Jack Kerouac, Allen Ginsberg e William Burroughs fizeram faculdade (Columbia) juntos  (não tenho certeza se Burroughs também, mas ele frequentava o lugar). Ginsberg entrou para a publicação de livros e ajudou Kerouac a publicar “On the Road “, que se tornou como uma bíblia para jovens de 22 anos em vários lugares.

Quando Burroughs estava mal e envolvido drogas no Marrocos e Ginsberg foi visitá-lo, encontrou papéis jogados a esmo  no chão do apartamento. Juntou tudo  (mal e mal), editou (mal e mal), e publicou-o como o agora clásssico (ui, odeio isto)  “Almoço Nu”.
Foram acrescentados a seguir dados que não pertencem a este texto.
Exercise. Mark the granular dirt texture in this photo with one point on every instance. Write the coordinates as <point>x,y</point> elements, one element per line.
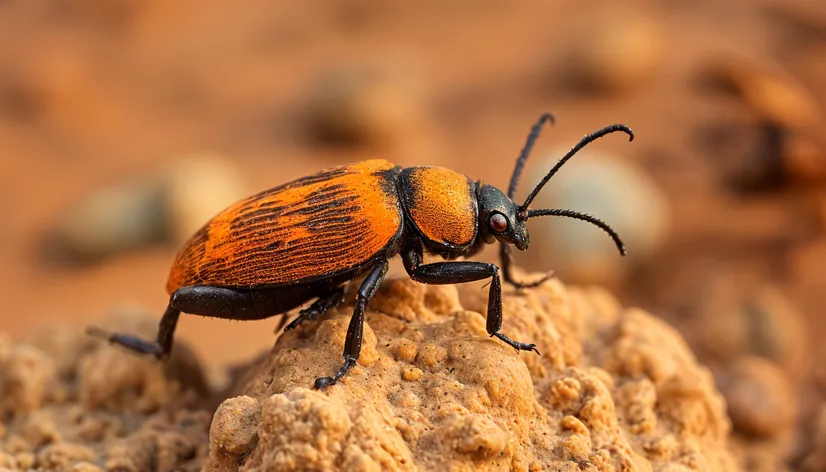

Juntos, os três se ajudavam mutuamente a publicar livros, vender sua arte, ter sua poesia lida e assim por diante. Mesmo que seus estilos fossem completamente diferentes , eles criaram um movimento do qual todos os escritores da época queriam participar, o Movimento Beat.

Nesta mesma época, o pintor Jasper Johns vivia com o artista Robert Rauschenberg e  eles andavam com o bailarino Merce Cunningham e o compositor John Cage. Eventualmente, conheceram Leo Castelli, que vendeu suas obras por milhões.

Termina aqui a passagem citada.